CIWF a salué le travail de la filière sur l’élevage sans cage. Deux mois plus tard, la vidéo de L214 froisse.

© DR

Une fois de plus, la profession agricole est abasourdie. Quelques heures après la diffusion de la vidéo de L214, tournée illégalement dans un élevage cunicole des Deux-Sèvres, elle s’interroge. Effectivement au mois de juin, l’association welfariste CIWF se réjouissait du travail engagé par la filière en faveur de l’élevage de lapin sans cage (lire Agri 79 du 7 juin, page 3). Un positionnement responsable croyait alors la profession pour qui les objectifs du plan filière à 2022 – 25 % des lapins engraissés dans des élevages alternatifs – étaient partagés.

Quelle déception ce 20 août, alors que L214, suite à la publication d’images « volées » et « de montages volontairement anxiogènes », juge le Clipp, l’interprofession du lapin, appelle à la signature de l’ICE, Initiative citoyenne européenne, lancée le 25 septembre 2018 par CIWF. Cette consultation, ouverte dans l’intention de demander à la commission européenne de mettre un terme aux élevages d’animaux en cage prendra fin mi-septembre. En février, au bout de six mois, seules 350 000 signatures étaient collectées, selon le bilan de la fondation du droit animal éthique et sciences (LFDA). Un ensemble bien loin du million exigé pour contraindre l’Europe.

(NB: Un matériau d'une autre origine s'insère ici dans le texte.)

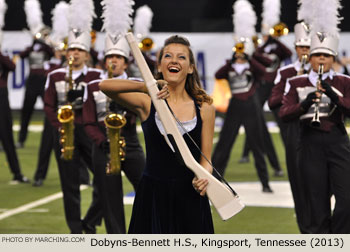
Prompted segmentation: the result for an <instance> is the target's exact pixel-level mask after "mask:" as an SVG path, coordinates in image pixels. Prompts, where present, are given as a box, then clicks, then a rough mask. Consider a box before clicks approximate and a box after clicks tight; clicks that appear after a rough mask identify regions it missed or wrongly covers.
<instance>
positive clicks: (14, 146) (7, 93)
mask: <svg viewBox="0 0 350 252" xmlns="http://www.w3.org/2000/svg"><path fill="white" fill-rule="evenodd" d="M0 115H1V116H0V141H1V142H2V146H3V147H4V151H5V153H6V158H7V161H8V163H9V166H10V170H11V173H12V174H13V175H14V178H19V177H21V176H22V174H21V168H20V165H19V162H18V157H17V152H16V148H15V144H14V140H13V132H12V113H11V109H10V104H9V100H8V90H7V88H0Z"/></svg>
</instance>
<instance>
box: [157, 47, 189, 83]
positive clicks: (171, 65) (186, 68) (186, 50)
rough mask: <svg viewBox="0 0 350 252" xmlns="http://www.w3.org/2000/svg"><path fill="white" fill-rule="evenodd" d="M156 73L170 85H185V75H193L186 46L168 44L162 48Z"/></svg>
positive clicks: (185, 81)
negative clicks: (175, 84)
mask: <svg viewBox="0 0 350 252" xmlns="http://www.w3.org/2000/svg"><path fill="white" fill-rule="evenodd" d="M158 72H161V73H162V74H163V77H164V80H166V81H167V82H168V83H169V84H170V85H171V84H182V83H183V84H185V82H186V78H187V74H191V73H193V66H192V64H191V63H190V55H189V51H188V48H187V46H185V45H182V44H169V45H167V46H166V47H165V48H164V51H163V56H162V58H161V62H160V65H159V67H158Z"/></svg>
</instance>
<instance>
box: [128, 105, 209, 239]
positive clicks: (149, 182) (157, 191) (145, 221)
mask: <svg viewBox="0 0 350 252" xmlns="http://www.w3.org/2000/svg"><path fill="white" fill-rule="evenodd" d="M155 112H156V111H155V108H154V106H153V104H152V105H151V112H150V115H149V117H148V118H147V120H145V121H144V122H143V123H142V129H143V132H144V137H145V142H146V153H147V157H146V168H145V169H144V173H143V176H142V179H141V182H140V184H139V186H138V188H137V191H136V196H135V201H134V205H133V211H132V216H131V222H130V226H129V233H131V234H132V233H136V234H151V233H153V234H191V233H192V234H193V233H194V234H196V233H197V234H204V233H214V227H213V221H212V216H211V209H210V205H209V201H208V198H207V197H202V196H200V195H199V194H198V193H197V192H196V191H195V190H194V189H193V187H192V179H193V177H194V173H193V172H192V171H191V170H190V169H188V168H187V167H186V166H184V165H183V164H181V163H180V162H179V160H178V159H177V158H176V156H175V154H174V152H173V151H172V150H171V148H170V147H169V146H168V144H167V143H166V141H165V139H164V136H163V135H162V134H161V133H160V131H159V129H158V128H157V125H156V122H155ZM196 115H197V124H196V126H195V128H194V129H192V130H191V131H190V132H189V134H190V136H191V137H192V138H193V139H194V140H195V142H196V144H197V145H198V146H201V131H202V120H201V116H200V110H199V107H198V106H197V105H196ZM184 139H185V141H186V143H187V145H188V147H189V149H190V150H191V152H192V155H193V156H194V158H195V159H196V160H197V161H199V160H200V153H199V151H198V150H197V149H196V147H195V146H194V144H193V143H192V142H191V141H190V140H189V137H188V136H186V135H184Z"/></svg>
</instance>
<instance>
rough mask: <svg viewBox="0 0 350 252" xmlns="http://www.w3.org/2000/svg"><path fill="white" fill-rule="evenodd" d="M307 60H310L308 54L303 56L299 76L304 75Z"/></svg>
mask: <svg viewBox="0 0 350 252" xmlns="http://www.w3.org/2000/svg"><path fill="white" fill-rule="evenodd" d="M307 59H308V56H307V54H303V56H301V66H300V69H299V71H298V74H297V75H302V74H304V70H305V69H304V68H305V64H306V62H307Z"/></svg>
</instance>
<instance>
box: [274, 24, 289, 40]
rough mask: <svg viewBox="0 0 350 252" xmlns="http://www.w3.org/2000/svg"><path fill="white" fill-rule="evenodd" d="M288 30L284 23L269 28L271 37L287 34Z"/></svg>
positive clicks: (280, 35)
mask: <svg viewBox="0 0 350 252" xmlns="http://www.w3.org/2000/svg"><path fill="white" fill-rule="evenodd" d="M288 32H289V29H288V27H287V25H286V24H285V23H282V22H280V23H278V24H276V25H274V26H273V28H271V29H270V35H271V36H273V37H281V36H283V35H287V34H288Z"/></svg>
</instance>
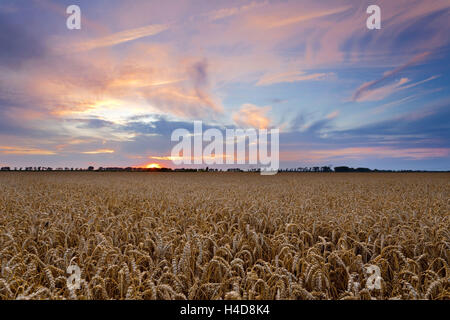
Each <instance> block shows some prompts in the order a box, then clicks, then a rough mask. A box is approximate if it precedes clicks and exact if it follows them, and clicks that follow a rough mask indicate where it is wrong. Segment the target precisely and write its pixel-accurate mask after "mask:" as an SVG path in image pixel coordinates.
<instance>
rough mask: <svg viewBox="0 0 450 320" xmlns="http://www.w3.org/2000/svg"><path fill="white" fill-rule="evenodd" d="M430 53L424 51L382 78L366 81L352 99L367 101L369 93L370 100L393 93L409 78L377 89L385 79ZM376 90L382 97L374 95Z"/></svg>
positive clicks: (387, 72)
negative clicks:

Ce 20 août, le focus négatif de la vidéo de L214 aura-t-il eu un quelconque impact sur le nombre de signatures de l’ICE ? Chacun pourra se faire un avis. Le 21 août, le site « endthecageage.eu » recensait un million trois cent mille signatures. « Quoi que l’on fasse, on a un peu l’impression que l’on n’en fait jamais assez », commente, désabusé, François Martin, président du Brilap, interprofession régionale. Alors que des engagements visant le progrès ont été pris par la filière, les professionnels du Clipp « dénoncent l’idéologie antispéciste et abolitionniste des activistes de L214 qui visent l’arrêt de la consommation de viande et de tout type d’élevage, en instrumentalisant l’émotion des consommateurs ». Ces vidéos, regrette François Martin, cachent les nombreux progrès réalisés par les éleveurs. « Ces dernières années, nous travaillons sur la démédication. L’utilisation des antibiotiques est de plus en plus rare. Ces progrès, qui ont contribué au développement de la qualité de notre produit, n’intéressent pas L214 », déplore le responsable professionnel.